IBM will release a radical new chip next year that will go into a University of Illinois supercomputer in a quest to build what may become the world's fastest supercomputer.
That university's supercomputer center is a storied place, home to both famous fictional and real supercomputers. The notorious HAL 9000 sentient supercomputer in "2001: A Space Odyssey" was built in Urbana, Illinois, presumably on the University of Illinois Urbana-Champaign campus.

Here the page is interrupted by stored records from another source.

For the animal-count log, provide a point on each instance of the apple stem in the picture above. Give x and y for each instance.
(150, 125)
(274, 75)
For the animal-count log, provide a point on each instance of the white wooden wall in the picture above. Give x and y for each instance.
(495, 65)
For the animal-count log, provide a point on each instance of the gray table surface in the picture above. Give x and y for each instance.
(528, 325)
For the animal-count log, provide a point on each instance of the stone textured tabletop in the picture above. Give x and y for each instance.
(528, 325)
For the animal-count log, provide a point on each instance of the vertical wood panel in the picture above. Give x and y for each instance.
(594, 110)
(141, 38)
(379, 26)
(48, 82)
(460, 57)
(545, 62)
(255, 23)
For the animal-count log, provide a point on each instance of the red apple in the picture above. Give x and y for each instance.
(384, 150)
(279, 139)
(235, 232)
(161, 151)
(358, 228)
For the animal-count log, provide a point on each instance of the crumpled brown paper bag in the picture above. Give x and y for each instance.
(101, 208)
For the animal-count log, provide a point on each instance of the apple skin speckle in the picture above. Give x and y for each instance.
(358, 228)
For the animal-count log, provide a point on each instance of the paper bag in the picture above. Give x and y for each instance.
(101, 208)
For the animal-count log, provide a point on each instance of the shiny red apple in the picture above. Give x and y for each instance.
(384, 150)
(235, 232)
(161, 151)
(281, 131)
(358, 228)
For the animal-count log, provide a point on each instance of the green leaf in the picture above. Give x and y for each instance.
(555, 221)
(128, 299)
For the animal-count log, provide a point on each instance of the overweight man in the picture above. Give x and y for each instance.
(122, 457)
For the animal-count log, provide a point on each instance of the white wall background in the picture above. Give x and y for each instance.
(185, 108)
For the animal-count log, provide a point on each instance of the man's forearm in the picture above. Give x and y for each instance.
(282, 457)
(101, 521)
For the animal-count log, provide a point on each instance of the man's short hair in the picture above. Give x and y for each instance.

Though not aspiring to artificial intelligence, the IBM Blue Waters project supercomputer, like the HAL 9000 series, will be able to do massively complex calculations in an instant and, like HAL, be built in Urbana-Champaign. It is being housed in a special building on the Urbana-Champaign campus specifically for the computer that will theoretically be capable of achieving 10 petaflops, about 10 times as fast as the fastest supercomputer today. (A petaflop is 1 quadrillion floating point operations per second, a key indicator of supercomputer performance.)
Part of the National Center for Supercomputing Applications (NCSA) at the University of Illinois, it will be the largest publicly accessible supercomputer in the world when it's turned on sometime in 2011.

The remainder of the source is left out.